I was really there to write a guide to the area for the Tokyo sightseeing page, as it is the perfect place to stroll around for half a day if you want to take in something of Tokyo that isn’t necessarily connected with department stores, boutiques and bars.
The area has a slightly downtown air to it: relaxed, ever-so-slightly worn down (as opposed to run down), and is remarkable for the number of old buildings made of cement (see photo above) - a very rare sight in Japan.
I visited Kiyosumi Teien Gardens and for forty minutes was transported by the manicured beauty. I was on my way to probably the most famous temple in the area, Fukukawa Fudo.
I kept a look out for other likely temples, but although the area has a lot of quite grand, important-looking ones, they are generally rather staid and institutional.
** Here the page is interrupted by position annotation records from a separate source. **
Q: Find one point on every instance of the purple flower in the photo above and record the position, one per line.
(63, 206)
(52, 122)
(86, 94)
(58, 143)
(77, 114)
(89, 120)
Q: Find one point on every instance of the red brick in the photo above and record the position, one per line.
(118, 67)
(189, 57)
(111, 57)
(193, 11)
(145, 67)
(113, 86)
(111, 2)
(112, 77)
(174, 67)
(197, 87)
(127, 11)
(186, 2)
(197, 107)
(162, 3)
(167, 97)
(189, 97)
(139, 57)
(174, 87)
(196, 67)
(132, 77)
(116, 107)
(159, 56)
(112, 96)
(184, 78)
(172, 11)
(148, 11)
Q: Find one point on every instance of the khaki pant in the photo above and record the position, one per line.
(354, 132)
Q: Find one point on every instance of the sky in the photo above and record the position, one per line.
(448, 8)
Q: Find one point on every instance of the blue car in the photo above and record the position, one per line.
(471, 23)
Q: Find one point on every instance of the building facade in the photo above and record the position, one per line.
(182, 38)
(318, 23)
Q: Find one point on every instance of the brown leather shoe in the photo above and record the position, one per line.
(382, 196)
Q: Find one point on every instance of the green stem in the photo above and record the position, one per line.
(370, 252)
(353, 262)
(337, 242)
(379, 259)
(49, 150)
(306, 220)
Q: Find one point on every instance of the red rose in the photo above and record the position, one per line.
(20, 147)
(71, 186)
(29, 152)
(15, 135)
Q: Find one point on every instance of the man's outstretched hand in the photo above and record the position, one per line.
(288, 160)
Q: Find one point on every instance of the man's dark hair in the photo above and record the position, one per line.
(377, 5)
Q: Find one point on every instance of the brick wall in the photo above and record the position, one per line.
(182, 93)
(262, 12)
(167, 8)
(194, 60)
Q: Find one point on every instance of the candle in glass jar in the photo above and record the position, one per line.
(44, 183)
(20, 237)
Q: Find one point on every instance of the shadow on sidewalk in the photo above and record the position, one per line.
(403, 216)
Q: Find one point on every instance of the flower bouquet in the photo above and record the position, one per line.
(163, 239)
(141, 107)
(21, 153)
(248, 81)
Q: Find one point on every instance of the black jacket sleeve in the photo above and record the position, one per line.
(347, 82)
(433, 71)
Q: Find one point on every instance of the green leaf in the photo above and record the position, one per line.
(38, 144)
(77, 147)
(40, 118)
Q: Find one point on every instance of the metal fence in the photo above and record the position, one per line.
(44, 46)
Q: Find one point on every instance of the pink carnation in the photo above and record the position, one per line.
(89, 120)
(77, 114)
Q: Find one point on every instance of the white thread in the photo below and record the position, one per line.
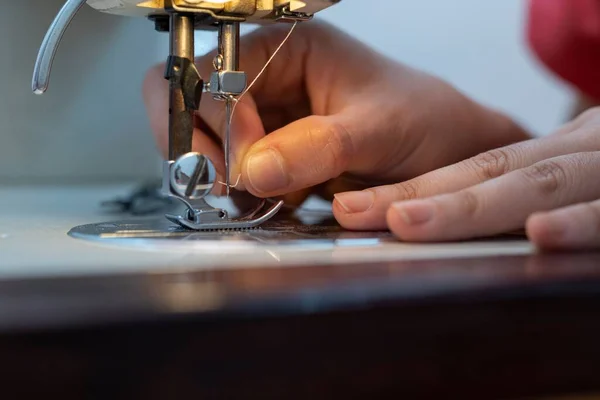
(232, 186)
(238, 99)
(262, 71)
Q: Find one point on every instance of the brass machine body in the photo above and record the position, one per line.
(189, 176)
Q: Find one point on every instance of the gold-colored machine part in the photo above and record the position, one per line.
(188, 176)
(255, 11)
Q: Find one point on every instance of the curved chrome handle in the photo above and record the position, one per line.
(43, 64)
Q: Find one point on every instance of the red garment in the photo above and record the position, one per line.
(565, 35)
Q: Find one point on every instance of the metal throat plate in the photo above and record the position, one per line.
(299, 229)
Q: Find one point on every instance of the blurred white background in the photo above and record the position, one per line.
(92, 125)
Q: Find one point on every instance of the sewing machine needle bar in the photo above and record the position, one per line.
(227, 142)
(181, 119)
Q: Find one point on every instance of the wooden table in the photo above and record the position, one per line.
(478, 328)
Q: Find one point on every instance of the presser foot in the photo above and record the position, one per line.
(190, 179)
(215, 219)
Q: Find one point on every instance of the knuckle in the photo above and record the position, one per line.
(593, 211)
(407, 190)
(470, 203)
(491, 164)
(547, 176)
(589, 114)
(339, 144)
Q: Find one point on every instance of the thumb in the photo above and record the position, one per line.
(305, 153)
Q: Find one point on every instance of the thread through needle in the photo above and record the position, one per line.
(230, 110)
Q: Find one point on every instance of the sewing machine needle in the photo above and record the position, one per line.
(227, 141)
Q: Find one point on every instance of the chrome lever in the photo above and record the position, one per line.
(43, 63)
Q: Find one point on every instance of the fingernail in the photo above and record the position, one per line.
(355, 202)
(266, 172)
(555, 226)
(415, 212)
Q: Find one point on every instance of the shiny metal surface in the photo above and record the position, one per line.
(193, 176)
(287, 231)
(190, 179)
(181, 119)
(45, 58)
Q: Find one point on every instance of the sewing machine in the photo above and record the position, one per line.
(190, 177)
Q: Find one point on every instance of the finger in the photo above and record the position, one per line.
(576, 227)
(305, 153)
(498, 205)
(367, 210)
(156, 98)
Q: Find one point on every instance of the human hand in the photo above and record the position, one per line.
(331, 114)
(548, 185)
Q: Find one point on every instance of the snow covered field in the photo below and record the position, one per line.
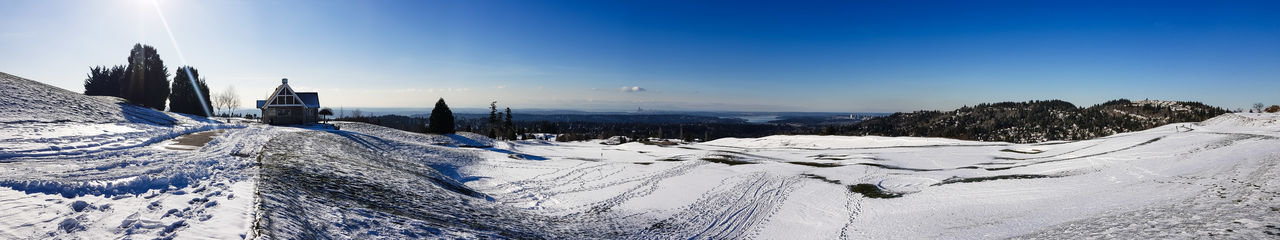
(90, 167)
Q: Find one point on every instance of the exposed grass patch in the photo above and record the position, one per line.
(871, 190)
(821, 179)
(956, 179)
(1024, 152)
(817, 164)
(726, 160)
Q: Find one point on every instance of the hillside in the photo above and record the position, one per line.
(1034, 121)
(65, 176)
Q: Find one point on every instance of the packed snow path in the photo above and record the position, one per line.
(91, 167)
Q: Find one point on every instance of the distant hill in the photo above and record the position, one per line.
(1034, 120)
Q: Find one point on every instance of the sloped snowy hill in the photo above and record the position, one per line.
(92, 167)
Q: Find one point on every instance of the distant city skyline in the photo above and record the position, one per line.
(839, 56)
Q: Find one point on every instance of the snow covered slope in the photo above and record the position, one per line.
(74, 166)
(1180, 180)
(90, 167)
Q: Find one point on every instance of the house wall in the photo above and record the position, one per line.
(289, 115)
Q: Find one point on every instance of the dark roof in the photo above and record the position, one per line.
(310, 98)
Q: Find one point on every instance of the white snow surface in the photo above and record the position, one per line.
(90, 167)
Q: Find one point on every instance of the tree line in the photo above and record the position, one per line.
(145, 82)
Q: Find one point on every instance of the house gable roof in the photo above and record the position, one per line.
(310, 98)
(283, 96)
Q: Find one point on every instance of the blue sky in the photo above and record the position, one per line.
(675, 55)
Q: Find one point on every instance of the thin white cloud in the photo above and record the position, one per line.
(635, 88)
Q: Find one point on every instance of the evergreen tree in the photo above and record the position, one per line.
(147, 79)
(104, 81)
(508, 128)
(493, 119)
(183, 98)
(442, 119)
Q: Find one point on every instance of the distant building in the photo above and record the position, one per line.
(284, 106)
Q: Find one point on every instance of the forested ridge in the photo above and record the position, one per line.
(1033, 121)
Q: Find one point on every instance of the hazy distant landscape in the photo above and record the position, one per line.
(639, 120)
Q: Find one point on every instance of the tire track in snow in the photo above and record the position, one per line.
(730, 211)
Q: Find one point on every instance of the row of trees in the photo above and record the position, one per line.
(501, 125)
(145, 82)
(1260, 107)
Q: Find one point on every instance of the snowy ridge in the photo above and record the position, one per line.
(74, 166)
(88, 172)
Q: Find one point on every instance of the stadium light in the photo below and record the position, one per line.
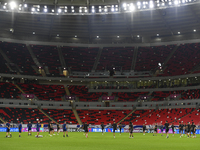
(131, 7)
(124, 5)
(59, 10)
(151, 4)
(13, 5)
(33, 9)
(176, 2)
(45, 10)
I happened to look in at Fukagawa Enmado about halfway between the above two stations.
Again, it was cast pretty much in the routine neighborhood temple mold, but something otherworldly caught my eye: something aquous and apart.
I went through the gates, crossed the lurid Astroturf, and carefully opened the sliding doors to the room below the building directly across from the main entrance. No one was around and I felt a bit like an intruder. However, as soon as I was inside I forgot all that.
I suddenly found myself floating in a lava-lamp dream of Buddhist fantasy: dim spot lighting, an omnipresent, evanescent pale gelid glow, mirrored ceilings, great cubes of empty space and shiny white paneling, and - in the center of it all - a huge, serene Buddha basking in the mystique and a maze of reflections.
Right next door to this arctic aesthetic, separated by a short wall, was the reddish golden glow of an adjacent altar lined with shelves containing tall brass vials.
It was all completely devoid of sound, movement and any other human presence. After five minutes of tiptoeing around thinking ‘Wow, like … WOW!’, I left – somewhat enlightened.